Ich muss mich immer wieder überwinden. Wenn ich etwas zum ersten Mal mache. Oder wenn ich etwas zum tausendsten Mal mache und den Kick oder den Schlag noch immer nicht begreife. Oder ich muss mich ins Training überwinden, wenn ich länger gefehlt habe. Aber auch Prüfungen und Turniere fordern Überwindung. Ich stehe nicht gerne im Mittelpunkt und ich werde nicht gerne geprüft. Und doch gehört es dazu.
Bist du kritisch gegenüber dem, was dir beigebracht wird und gegenüber den gelebten Traditionen? Stellst du Fragen, wenn du etwas nicht verstehst / nicht einverstanden bist? Nimmst du es einfach, wie es ist?

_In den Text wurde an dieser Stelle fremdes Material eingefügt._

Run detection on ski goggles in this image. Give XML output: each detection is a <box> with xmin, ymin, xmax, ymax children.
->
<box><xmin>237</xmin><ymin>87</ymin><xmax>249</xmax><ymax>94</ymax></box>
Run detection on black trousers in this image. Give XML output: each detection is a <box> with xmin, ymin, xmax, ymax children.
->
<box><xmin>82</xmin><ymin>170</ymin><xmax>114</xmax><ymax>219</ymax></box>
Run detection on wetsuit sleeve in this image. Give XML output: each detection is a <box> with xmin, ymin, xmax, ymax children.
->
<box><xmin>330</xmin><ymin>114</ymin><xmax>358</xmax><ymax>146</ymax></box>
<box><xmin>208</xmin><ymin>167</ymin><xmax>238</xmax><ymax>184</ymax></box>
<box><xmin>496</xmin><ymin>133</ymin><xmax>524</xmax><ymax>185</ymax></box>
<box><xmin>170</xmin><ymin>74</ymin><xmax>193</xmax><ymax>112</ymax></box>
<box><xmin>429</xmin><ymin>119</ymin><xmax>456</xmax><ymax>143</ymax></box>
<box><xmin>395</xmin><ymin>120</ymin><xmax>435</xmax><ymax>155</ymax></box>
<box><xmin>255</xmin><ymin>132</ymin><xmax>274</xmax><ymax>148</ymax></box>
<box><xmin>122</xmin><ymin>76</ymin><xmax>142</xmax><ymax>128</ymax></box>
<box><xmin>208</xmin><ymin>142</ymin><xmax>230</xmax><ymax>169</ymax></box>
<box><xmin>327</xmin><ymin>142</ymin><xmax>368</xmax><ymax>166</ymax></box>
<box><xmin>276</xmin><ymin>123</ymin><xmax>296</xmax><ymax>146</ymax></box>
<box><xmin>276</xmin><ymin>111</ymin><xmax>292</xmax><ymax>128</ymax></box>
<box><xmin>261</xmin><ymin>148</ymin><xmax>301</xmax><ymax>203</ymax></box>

Ich bin Studentin. Ich bin es gewohnt, immer und immer wieder Fragen zu stellen, was ich auch tue. Wenn ich etwas nicht verstehe, oder wenn mir etwas nicht klar, nicht ersichtlich ist, stelle ich gerne auch mal kritische Fragen. Mein Sihing begrüsst das. Es gibt schliesslich einen Unterschied zwischen kritischen und unhöflichen Fragen. Und es ist noch immer besser zu fragen, als unwissend zu bleiben.
Was geht dir durch den Kopf, wenn dein Lehrer dir zum hundertsten Mal ‘Nein’ als Feedback gibt, wenn du dich abmühst, etwas richtig zu machen?
Es ist frustrierend. Es liegt aber auch in meiner Verantwortung, nachzufragen was genau falsch ist. Ich bin schliesslich gekommen, um zu lernen. Also muss ich auch bereit sein zu lernen und Fehler zu machen.
Wenn du dir Kämpfer anschaust, die von Kindesbeinen an eine bestimmte Sache ausüben und eine hohe Kunstfertigkeit erreicht haben: Was löst das bei dir aus?
Ich bewundere sie. Ihr Können, aber auch ihren Durchhaltewillen und die Menge an Blut und Schweiss, die in ihr Können geflossen ist. Es weckt einen gewissen Ehrgeiz in mir. Ich weiss, dass ich nie so gut sein werde. Aber ich kann es probieren.
Bedeutet Kung Fu auszuüben, gewaltbereit sein zu müssen? Warum ja/nein?
Nein. Kung Fu bedeutet für mich, zu wissen wie man kämpft, aber auch wann man kämpft und warum. Kung Fu ist viel mehr als Kampf. Kung Fu auszuüben macht mich nicht zu einem gewaltbereiten Menschen, sondern zu einem Menschen, der weiss, wie er sich zu verteidigen hat.